The Office of Superintendent of Public Instruction has announced students in Washington won’t have to take two standardized tests this spring.
State Superintendent Chris Reykdal said OSPI is now planning for a fall 2021 assessment window for the Smarter Balanced Assessments and the Washington Comprehensive Assessment of Science to also follow a timeline “consistent with guidance provided by the (U.S. Department of Education) to satisfy federal testing requirements,” he said.
Last month, OSPI submitted a proposal to reduce the number of Washington students participating in the annual spring testing assessments, as the ongoing impacts of COVID-19 on education continue. But according to Reykdal’s announcement Wednesday, the U.S. Department of Education did not support the state’s plan.

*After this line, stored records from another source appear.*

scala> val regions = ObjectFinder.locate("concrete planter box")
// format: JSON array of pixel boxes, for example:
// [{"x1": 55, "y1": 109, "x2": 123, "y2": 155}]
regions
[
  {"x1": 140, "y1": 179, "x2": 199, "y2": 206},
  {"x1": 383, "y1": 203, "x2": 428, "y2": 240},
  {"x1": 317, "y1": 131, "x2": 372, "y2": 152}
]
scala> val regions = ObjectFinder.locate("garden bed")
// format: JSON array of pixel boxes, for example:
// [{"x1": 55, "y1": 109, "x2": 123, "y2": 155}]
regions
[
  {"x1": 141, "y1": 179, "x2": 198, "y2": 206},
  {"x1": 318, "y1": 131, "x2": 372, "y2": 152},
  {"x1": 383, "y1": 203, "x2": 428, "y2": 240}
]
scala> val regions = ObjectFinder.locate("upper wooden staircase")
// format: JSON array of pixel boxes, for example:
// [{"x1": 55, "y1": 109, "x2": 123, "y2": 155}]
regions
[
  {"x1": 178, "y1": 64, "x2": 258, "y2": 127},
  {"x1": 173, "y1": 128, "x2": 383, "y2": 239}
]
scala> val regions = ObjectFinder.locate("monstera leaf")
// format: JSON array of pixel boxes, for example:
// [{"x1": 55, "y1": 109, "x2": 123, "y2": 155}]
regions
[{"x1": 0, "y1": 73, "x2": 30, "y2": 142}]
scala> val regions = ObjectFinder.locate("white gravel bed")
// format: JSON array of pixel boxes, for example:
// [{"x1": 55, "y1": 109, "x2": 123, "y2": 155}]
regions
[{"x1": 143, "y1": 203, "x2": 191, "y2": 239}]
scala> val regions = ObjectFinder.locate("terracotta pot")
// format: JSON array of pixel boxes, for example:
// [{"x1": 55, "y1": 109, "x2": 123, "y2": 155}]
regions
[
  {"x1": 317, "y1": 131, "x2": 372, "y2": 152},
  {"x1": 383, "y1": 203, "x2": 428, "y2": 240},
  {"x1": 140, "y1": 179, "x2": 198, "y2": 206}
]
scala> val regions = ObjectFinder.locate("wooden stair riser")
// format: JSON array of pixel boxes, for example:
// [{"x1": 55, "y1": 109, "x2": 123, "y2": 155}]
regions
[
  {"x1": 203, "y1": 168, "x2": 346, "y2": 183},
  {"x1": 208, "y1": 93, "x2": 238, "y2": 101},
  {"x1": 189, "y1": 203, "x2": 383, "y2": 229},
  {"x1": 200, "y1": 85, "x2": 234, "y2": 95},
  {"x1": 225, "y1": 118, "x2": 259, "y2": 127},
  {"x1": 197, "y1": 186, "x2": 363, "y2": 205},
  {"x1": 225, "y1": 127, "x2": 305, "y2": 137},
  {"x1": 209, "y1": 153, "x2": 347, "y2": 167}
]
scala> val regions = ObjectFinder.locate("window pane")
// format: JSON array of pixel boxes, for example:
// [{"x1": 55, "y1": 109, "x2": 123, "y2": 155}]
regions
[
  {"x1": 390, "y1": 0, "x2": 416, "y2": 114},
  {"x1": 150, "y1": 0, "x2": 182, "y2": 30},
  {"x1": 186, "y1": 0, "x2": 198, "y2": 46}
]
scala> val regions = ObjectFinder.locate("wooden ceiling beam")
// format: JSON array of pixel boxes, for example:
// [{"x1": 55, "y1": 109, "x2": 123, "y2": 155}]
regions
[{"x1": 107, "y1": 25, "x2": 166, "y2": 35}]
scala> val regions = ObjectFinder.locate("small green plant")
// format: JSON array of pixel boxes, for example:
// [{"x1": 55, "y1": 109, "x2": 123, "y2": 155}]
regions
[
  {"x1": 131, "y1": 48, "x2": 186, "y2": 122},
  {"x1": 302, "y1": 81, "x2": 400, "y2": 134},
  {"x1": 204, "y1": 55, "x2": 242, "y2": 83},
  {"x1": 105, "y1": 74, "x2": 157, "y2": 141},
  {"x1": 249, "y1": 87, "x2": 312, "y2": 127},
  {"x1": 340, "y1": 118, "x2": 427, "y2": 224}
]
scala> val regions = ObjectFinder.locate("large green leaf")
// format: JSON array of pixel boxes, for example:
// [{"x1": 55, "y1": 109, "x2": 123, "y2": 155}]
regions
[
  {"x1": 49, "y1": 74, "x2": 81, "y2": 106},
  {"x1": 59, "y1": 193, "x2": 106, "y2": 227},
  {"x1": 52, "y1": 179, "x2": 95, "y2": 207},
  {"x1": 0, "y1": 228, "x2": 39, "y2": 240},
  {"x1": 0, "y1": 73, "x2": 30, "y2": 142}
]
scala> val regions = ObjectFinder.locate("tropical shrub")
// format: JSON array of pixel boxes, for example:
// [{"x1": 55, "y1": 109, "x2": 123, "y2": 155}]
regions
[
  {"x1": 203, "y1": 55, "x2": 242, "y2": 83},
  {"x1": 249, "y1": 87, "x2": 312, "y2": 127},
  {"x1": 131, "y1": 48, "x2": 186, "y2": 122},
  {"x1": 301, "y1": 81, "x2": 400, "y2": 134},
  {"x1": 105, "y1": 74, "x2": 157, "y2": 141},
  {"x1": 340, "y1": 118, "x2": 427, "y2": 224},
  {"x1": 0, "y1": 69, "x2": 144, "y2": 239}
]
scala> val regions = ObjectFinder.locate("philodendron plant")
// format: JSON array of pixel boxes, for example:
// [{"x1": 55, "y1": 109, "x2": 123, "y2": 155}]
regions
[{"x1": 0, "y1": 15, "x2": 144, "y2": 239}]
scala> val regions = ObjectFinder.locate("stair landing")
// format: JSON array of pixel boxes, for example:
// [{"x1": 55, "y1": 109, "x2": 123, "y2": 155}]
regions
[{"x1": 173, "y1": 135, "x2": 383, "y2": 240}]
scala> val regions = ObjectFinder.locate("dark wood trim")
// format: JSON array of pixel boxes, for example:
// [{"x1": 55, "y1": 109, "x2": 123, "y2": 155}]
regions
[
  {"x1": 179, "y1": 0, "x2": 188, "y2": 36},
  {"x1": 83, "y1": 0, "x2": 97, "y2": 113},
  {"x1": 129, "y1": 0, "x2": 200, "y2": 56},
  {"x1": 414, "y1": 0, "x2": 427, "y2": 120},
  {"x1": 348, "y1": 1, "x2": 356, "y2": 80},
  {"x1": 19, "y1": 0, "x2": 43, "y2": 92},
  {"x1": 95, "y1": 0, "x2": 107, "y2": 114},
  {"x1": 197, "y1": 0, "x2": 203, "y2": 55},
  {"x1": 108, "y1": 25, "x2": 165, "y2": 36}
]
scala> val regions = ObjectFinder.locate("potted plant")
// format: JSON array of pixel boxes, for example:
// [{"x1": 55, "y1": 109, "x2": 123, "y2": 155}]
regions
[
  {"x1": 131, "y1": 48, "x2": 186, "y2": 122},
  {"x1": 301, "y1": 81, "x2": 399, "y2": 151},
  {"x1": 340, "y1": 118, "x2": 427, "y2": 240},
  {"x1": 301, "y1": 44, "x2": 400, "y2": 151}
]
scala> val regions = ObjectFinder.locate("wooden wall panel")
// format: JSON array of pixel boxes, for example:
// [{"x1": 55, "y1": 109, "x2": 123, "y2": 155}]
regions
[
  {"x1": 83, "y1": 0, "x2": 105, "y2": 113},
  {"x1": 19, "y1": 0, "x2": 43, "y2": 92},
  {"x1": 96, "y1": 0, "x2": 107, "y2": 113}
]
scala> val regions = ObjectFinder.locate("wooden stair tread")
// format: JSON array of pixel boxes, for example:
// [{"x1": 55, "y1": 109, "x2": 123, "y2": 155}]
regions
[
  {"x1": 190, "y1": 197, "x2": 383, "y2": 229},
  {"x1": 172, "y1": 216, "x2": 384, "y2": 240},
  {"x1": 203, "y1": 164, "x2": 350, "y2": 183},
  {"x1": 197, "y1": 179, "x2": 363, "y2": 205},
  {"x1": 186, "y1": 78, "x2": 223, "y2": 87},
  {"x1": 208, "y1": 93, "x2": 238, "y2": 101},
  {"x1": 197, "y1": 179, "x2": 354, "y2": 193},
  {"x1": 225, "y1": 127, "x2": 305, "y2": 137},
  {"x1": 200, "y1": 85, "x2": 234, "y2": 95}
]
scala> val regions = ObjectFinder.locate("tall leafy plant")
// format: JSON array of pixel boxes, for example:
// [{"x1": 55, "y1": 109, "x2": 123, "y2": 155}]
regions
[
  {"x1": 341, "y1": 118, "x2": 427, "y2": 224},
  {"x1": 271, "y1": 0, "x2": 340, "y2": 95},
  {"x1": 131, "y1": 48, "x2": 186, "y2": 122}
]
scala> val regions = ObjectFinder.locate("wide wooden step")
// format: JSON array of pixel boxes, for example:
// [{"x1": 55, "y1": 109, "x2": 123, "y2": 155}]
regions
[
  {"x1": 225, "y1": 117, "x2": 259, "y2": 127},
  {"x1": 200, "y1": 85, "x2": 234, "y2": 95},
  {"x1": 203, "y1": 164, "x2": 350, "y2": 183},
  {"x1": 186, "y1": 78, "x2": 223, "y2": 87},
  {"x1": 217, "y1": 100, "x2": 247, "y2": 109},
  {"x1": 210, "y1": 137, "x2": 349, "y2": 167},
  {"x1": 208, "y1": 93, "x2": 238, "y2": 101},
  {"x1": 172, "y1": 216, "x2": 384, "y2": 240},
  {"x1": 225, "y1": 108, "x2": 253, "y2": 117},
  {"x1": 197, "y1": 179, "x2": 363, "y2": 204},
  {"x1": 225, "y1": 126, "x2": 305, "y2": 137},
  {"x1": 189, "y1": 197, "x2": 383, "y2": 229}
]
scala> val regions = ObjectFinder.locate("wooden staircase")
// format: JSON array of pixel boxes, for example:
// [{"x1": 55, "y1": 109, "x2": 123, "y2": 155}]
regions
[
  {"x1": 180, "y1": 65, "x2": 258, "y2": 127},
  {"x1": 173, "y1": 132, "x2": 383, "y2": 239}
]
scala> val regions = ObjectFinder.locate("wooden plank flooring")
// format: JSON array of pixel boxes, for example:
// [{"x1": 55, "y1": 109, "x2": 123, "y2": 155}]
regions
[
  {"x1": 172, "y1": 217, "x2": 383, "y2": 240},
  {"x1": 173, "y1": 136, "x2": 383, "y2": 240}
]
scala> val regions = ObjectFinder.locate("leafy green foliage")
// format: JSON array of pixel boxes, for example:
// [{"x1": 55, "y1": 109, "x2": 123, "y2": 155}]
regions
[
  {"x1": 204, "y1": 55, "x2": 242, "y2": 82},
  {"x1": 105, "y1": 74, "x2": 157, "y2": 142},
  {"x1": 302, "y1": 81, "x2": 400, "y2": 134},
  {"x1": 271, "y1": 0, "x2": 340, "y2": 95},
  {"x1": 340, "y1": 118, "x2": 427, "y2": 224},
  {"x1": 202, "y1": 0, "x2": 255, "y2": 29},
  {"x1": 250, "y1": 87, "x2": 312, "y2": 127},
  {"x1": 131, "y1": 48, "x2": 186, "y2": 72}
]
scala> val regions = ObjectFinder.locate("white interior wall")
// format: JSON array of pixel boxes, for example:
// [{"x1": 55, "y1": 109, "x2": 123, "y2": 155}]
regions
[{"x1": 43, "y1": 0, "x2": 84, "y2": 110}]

“I want to thank the Department of Education for their consistent communication over the past several weeks,” Reykdal said. “In the end, we had different values. They were seeking to test as many students as possible this spring, and we know this approach did not support the mental health of Washington students; nor is it the best use of our limited remaining in-person instructional hours this spring.”
The Washington Education Association, the state’s largest teachers union, agreed on the decision to forgo spring assessments.

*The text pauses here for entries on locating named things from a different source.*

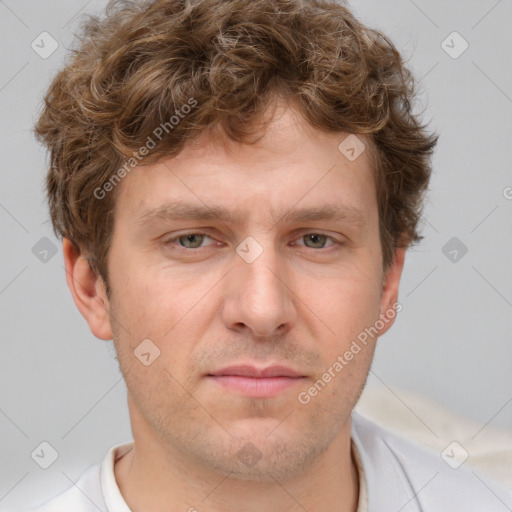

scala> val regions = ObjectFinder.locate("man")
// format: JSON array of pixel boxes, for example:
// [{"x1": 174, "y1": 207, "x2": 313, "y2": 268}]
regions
[{"x1": 31, "y1": 0, "x2": 512, "y2": 512}]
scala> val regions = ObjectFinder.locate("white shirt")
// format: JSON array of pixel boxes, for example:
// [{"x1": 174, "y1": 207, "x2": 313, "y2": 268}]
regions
[{"x1": 25, "y1": 412, "x2": 512, "y2": 512}]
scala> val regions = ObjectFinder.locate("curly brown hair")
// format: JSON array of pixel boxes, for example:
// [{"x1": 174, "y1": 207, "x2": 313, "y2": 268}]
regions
[{"x1": 35, "y1": 0, "x2": 437, "y2": 289}]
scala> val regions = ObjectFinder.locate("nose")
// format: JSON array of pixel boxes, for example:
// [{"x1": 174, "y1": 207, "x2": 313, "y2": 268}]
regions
[{"x1": 222, "y1": 242, "x2": 297, "y2": 337}]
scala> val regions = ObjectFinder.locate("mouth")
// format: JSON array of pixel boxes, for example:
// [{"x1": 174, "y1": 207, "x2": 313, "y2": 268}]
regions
[{"x1": 206, "y1": 365, "x2": 306, "y2": 398}]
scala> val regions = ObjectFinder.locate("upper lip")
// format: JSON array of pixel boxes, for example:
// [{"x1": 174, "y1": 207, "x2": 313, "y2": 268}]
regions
[{"x1": 208, "y1": 365, "x2": 304, "y2": 378}]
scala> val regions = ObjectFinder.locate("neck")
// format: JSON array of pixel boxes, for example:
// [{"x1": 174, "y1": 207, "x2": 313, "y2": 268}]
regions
[{"x1": 114, "y1": 420, "x2": 359, "y2": 512}]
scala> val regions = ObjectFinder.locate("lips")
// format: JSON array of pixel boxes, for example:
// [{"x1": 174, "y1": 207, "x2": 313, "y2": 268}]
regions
[
  {"x1": 209, "y1": 365, "x2": 303, "y2": 378},
  {"x1": 206, "y1": 365, "x2": 306, "y2": 398}
]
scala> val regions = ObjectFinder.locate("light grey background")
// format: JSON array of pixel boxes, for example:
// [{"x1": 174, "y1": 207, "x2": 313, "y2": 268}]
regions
[{"x1": 0, "y1": 0, "x2": 512, "y2": 511}]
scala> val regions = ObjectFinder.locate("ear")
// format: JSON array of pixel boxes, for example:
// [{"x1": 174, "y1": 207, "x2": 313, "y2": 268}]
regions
[
  {"x1": 62, "y1": 238, "x2": 112, "y2": 340},
  {"x1": 379, "y1": 249, "x2": 406, "y2": 336}
]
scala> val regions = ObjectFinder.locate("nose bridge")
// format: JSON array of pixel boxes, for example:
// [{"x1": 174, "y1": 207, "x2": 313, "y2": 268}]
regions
[{"x1": 225, "y1": 235, "x2": 295, "y2": 336}]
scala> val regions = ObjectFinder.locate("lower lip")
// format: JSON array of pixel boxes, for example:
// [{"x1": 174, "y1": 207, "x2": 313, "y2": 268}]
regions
[{"x1": 209, "y1": 375, "x2": 303, "y2": 398}]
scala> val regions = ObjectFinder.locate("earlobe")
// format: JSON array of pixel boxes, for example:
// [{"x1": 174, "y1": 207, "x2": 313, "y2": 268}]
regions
[
  {"x1": 62, "y1": 238, "x2": 112, "y2": 340},
  {"x1": 379, "y1": 249, "x2": 406, "y2": 336}
]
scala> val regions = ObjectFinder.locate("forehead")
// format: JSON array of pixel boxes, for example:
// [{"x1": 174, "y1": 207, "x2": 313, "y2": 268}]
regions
[{"x1": 116, "y1": 104, "x2": 376, "y2": 228}]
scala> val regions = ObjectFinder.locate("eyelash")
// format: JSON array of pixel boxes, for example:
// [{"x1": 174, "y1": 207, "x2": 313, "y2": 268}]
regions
[{"x1": 163, "y1": 231, "x2": 342, "y2": 254}]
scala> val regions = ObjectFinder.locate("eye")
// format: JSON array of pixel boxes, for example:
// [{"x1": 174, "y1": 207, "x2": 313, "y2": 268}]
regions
[
  {"x1": 164, "y1": 233, "x2": 210, "y2": 249},
  {"x1": 298, "y1": 233, "x2": 337, "y2": 249}
]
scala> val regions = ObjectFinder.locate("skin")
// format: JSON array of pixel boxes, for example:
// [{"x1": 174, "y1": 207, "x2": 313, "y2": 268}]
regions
[{"x1": 63, "y1": 102, "x2": 404, "y2": 512}]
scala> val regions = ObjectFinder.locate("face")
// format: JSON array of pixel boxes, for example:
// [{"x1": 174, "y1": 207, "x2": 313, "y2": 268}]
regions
[{"x1": 89, "y1": 103, "x2": 401, "y2": 481}]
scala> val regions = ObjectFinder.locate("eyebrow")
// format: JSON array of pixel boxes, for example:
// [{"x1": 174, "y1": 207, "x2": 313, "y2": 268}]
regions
[{"x1": 135, "y1": 200, "x2": 366, "y2": 228}]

“We believe that the current federal requirements are not serving students well and we support Superintendent Reykdal’s efforts to seek meaningful changes to federal and state laws,” union President Larry Delaney said. “We need to ensure that our students who have been hardest hit during the pandemic – our Black, brown, rural, Indigenous, and special needs students – receive the intensive support they need. If we want to meaningfully address opportunity gaps, we should put as much focus on the inputs necessary to successfully educate our students as we do on the outputs.”